Terapéuticamente, los masajes son una herramienta que siempre se han usado para neutralizar las dolencias y los malestares de las personas. El proceso evolutivo de este se ha desarrollado conforme también se han dado cambios y necesidades en la sociedad pero, básicamente, lo que se busca con su aplicación, es bajar los niveles de estrés retenido en lugares del cuerpo como la espalda, los hombros y la cabeza.

En este artículo podrás conocer los tipos de masajes más populares que le puedes pedir a cualquier terapeuta.

Masaje sueco: es uno de los tipos de masajes más usado porque es conocido como el masaje de relajación básico. Estos masajes relajan y también, eliminan las tensiones musculares e inducen una mejor circulación sanguínea y linfática. Se basa en cinco movimientos: ffleurage, petrissage, tapotement, fricción y vibración.

Masaje del tejido profundo: el objetivo principal es acceder a las capas más profundas del tejido muscular y la fascia. Reducen los dolores y las inflamaciones y son aplicados para la rehabilitación de lesiones. Se recomienda combinar con otros tipos de masajes aunque puede llegar a ser muy dolorosos.

Terapia de puntos: con esta terapia los especialistas buscan en los músculos y en los tejidos conectivos nudos fibrosos  dolorosos para aliviar cualquier tipo de malestar. Incluso se pueden aplicar en zonas diferentes a la espalda. Suelen ser muy dolorosos.

Masaje deportivo: los especialistas los suelen utilizar antes y después de practicar algún deporte para comenzar la etapa de calentamiento corporal y para aflojar los músculos. En caso de rehabilitaciones, para mejorar el rendimiento y la flexibilidad física y para un balance muscular optimo, estos masajes son ideales.

Masaje prenatal: ayudan a aliviar los malestares producidos en el embarazo. Ayudan a mejorar las condiciones del parto, lo que puede desencadenar en una labor de parto más fácil y sin complicaciones. También pueden ser aplicados luego del nacimiento del bebé para ayudar a la madre a equilibrar su cuerpo y a cuidar mejor al infante.

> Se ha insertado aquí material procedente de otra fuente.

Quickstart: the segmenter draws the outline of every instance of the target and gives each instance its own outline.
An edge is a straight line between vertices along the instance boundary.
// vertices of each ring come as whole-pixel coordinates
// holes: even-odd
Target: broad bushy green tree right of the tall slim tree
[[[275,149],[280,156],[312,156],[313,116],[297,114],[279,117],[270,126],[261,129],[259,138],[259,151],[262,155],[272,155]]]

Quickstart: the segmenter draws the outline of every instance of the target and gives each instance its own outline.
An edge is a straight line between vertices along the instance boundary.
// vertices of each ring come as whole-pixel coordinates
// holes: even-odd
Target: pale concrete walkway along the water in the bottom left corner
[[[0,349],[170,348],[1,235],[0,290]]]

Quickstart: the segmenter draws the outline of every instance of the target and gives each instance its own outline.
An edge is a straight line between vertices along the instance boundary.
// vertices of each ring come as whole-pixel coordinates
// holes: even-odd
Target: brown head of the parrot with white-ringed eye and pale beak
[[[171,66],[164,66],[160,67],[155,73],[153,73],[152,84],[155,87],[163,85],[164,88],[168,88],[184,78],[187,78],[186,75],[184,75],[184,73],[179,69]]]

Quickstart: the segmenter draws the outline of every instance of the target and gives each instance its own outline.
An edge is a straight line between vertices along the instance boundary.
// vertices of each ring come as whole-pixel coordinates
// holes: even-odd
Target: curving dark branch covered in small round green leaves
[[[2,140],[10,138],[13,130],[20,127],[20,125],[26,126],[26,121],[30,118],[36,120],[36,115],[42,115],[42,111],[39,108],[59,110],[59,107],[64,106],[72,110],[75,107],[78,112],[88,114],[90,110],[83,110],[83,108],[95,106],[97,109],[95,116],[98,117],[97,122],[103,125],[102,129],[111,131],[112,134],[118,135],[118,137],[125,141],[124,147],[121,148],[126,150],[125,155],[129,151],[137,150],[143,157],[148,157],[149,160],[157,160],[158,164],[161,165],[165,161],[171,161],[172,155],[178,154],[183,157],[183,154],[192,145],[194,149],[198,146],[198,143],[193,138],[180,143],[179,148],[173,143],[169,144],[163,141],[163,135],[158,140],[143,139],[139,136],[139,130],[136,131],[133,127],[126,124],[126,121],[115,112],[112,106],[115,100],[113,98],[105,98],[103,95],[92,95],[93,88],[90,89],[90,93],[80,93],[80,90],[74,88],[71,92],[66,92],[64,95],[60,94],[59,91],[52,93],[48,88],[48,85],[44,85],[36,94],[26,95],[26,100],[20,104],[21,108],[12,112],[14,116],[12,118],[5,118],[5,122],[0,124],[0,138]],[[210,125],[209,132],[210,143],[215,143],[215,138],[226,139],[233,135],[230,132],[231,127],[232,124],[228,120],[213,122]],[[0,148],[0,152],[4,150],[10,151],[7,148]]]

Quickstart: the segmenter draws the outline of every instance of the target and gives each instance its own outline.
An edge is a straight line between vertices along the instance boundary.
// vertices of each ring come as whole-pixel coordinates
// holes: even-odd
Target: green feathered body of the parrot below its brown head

Masaje de aromaterapia: estas sesiones combinan los masajes con la aromaterapia. Los aceites esenciales juegan un papel muy importante ya que serán aplicados en la piel para poder hacer el masaje. Con esto, el ambiente es impregnado del aroma, activando el olfato del cliente. Los especialistas señalan que estos masajes reducen el dolor y las infamaciones, al mismo tiempo que mejorar el humor, la digestión y la congestión nasal.

Masajes con piedras caliente: es una gran opción para las personas que sufren de insomnio y de dolores musculares. Se utilizan basaltos calientes que actúan como sedantes y que sirven para producir una sensación de relajación y tranquilidad.

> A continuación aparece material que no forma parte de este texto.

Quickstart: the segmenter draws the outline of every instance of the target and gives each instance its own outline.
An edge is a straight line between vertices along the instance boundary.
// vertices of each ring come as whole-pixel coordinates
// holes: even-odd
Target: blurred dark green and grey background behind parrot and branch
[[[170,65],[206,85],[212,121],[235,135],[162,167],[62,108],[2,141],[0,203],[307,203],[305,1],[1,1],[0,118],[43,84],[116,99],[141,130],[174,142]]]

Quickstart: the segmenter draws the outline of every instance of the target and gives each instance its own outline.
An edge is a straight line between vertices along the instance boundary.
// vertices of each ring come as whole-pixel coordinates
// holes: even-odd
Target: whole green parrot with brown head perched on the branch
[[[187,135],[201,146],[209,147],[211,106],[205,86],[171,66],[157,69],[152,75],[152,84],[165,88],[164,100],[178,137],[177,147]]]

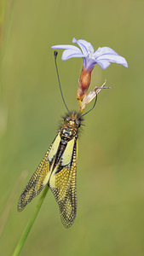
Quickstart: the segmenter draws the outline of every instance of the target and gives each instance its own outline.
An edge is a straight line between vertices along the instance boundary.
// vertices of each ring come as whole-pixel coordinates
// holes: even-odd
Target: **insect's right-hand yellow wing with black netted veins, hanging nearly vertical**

Reflexología en los pies: los especialista en esta práctica, son partidarios de que cada zona del pie corresponde a un lugar del cuerpo. Por lo tanto, para tratar cualquier malestar, presionan el punto específico en el pie que actúa como espejo de la zona que se vaya a tratar. También, se practica en reflejos de la mano y las orejas.

Aquí mostramos los tipos de masajes más populares que se pueden solicitar en una sesión terapéutica, lo que cada quién elija debe ser en base al grado de molestia o dolor que tenga.